I’m a Psychiatrist. Here’s What ChatGPT Can (and Can’t) Do for Your Mental Health

“If I’m not able to reach you, can I ask ChatGPT what to do?”

It’s a question that’s coming up more often in my outpatient psychiatry practice. It’s also a question I regularly consider as I lead work on assessing how digital health, including large language models (LLMs), shape mental health and well-being.

OpenAI recently reported that ChatGPT has 800 million weekly active users and that the company is working to better recognize and support people in distress. While people most commonly use LLMs for mental health as a non-judgmental ear for emotional support, they’re also using it for self-diagnosis. For instance, when someone has a medical question but needs to wait for a non-urgent medical appointment, online information could have a role in providing guidance on next steps.

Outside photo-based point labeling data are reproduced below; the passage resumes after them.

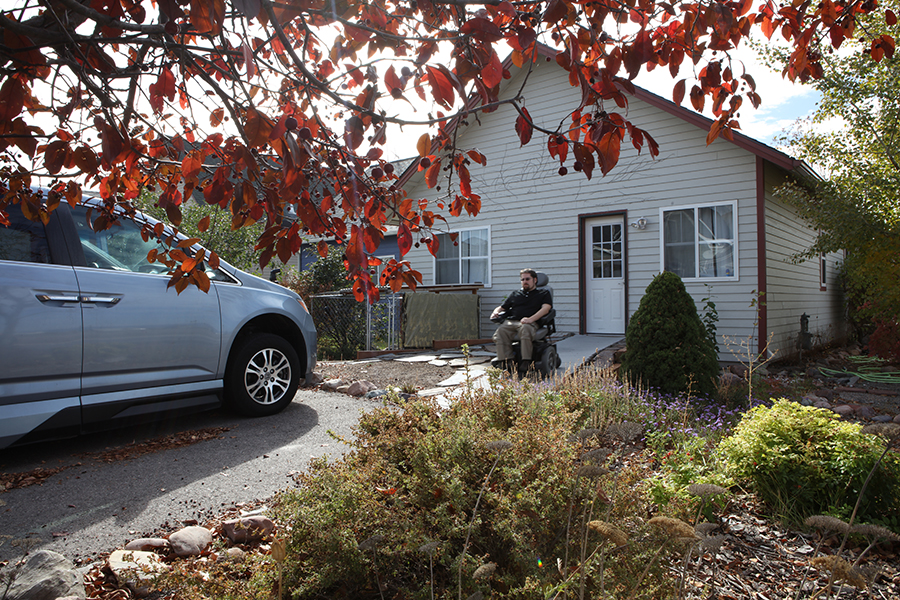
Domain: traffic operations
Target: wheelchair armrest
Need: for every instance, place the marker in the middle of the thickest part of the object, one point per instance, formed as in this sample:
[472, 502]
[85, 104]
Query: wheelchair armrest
[550, 317]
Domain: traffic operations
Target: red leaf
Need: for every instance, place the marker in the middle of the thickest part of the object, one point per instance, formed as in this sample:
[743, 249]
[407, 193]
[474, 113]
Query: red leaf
[392, 81]
[524, 128]
[13, 95]
[354, 132]
[492, 74]
[481, 29]
[207, 16]
[678, 93]
[433, 244]
[556, 11]
[432, 173]
[257, 128]
[55, 156]
[404, 239]
[442, 86]
[608, 151]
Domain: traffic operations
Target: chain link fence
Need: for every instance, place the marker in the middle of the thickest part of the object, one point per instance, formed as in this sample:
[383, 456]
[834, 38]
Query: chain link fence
[346, 326]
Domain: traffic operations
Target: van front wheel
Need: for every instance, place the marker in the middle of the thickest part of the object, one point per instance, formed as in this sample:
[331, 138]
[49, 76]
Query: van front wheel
[263, 377]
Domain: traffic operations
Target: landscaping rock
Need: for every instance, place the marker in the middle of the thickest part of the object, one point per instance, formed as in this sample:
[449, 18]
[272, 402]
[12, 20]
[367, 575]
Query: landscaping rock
[248, 530]
[845, 410]
[190, 541]
[135, 570]
[313, 380]
[46, 575]
[147, 544]
[332, 385]
[234, 555]
[358, 388]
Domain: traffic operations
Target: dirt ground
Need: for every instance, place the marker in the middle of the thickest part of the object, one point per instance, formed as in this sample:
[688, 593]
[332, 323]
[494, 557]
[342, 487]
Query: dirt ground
[387, 373]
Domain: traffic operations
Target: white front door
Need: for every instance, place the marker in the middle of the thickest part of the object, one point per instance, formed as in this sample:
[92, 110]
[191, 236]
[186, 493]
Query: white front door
[604, 247]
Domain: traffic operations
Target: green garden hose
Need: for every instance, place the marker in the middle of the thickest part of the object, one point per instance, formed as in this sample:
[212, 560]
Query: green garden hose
[868, 368]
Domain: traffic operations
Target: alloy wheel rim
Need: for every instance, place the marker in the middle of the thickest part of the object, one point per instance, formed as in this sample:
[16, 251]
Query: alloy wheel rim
[267, 376]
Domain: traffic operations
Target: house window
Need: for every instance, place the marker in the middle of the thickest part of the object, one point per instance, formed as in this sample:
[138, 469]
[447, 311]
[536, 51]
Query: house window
[466, 261]
[700, 242]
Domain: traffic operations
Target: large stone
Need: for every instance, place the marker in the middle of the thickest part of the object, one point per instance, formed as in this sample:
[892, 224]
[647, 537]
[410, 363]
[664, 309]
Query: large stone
[136, 570]
[190, 541]
[147, 544]
[248, 530]
[863, 412]
[46, 575]
[313, 380]
[358, 388]
[333, 384]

Is it okay to use ChatGPT to fill the gap? Are LLMs an accurate or reliable tool for this purpose when it comes to mental health?

[READ How AI Is Transforming Medicine and Patient Care]

Current Research on AI and Psychiatric Care

The evidence is limited. In medicine, we judge whether digital health tools are safe and effective in clinical practice based on evidence, but there’s limited high-quality research to answer the question when it comes to AI’s role in psychiatric care.

For instance, randomized controlled trials are the gold standard to study new treatments. A randomized control trial assigns participants to a test intervention and a control to compare outcomes. However, we still don’t have enough such studies or even systematic comparisons between LLMs to psychiatrists and how the two align in their responses to real-world mental health questions. Prompts (what people input when they ask questions to an LLM) and research methods for assessing results also tend to vary widely, which is another reason it’s hard to apply existing studies to clinical practice.

One recent study, which looked at how ChatGPT-4o responded to questions about antidepressants, showed that it had accurate and concise answers, but psychiatrists tended to have responses which were clearer. Another recent study on how commonly used LLMs responded to suicide questions showed that chatbots’ responses to questions aligned with clinical experts when it came to very low or high risk questions on suicide but had inconsistency with intermediate risk questions.

[READ: When to See a Psychiatrist.]

The Limits of AI Diagnosis

These studies also reveal the crux of why using LLMs to answer questions on mental health has flaws. Clinical recommendations, even to address simple questions, are based on individualized context. A person’s medical and psychiatric history and results of a mental status exam are nuanced. Expert clinicians are formally trained to elicit and assess these findings based on evidence-based practice to guide clinician decision making, all of which are essential for effective and safe care.

[READ: What to Do During a Mental Health Crisis]

Risks and Ethical Concerns When Using AI for Mental Health

Another important concern when using AI to answer mental health questions relates to privacy. You can’t ensure that the data you input for an LLM will be deleted. Or it may be stored or used to further train the model.

A federal law that protects medical privacy, HIPAA, doesn’t cover the sensitive details you might share. The instant gratification that comes from LLMs’ validating responses also raises concerns about reliance, including to the point of dependence.

Building on this, some researchers have described an additional major risk, sometimes referred to as AI psychosis, or cases of psychotic symptoms, such as delusions, in response to the trigger of prolonged or immersive generative AI usage. However, we need more research to help us understand this phenomenon and define it formally. Finally, LLMs can reproduce bias found in the data on which they’re trained, creating disparities in responses to mental health questions.

[READ: Types of Therapy: Choosing the Right One for You.]

Do’s and Don’ts for Using ChatGPT and LLMs in Mental Health

These examples of limitations highlight a practical truth: LLMs aren’t a substitute for professional care from a psychiatrist or other mental health provider. Other practical do’s and don’ts include:

Do’s for using AI safely

— Do leverage generative AI for general education about mental health topics

— Do pair information from generative AI with expert professional guidance

— Do monitor and set limits on regular usage of AI tools

— Do recognize the risks associated with inputting your personal data

Don’ts: When to avoid using AI for psychiatric care

— Don’t rely on generative AI for diagnosis, crisis management or for responses to questions that could impact your treatment plan

— Don’t look to AI tools as a substitute for personalized care

— Don’t ignore inconsistent or questionable responses from generative AI

If you have a question that could impact your treatment plan, the safest and most effective option is to talk to a licensed clinician. And when people ask me about the use of AI in mental health, I remind them that the best medical care keeps humanism at the center of healing.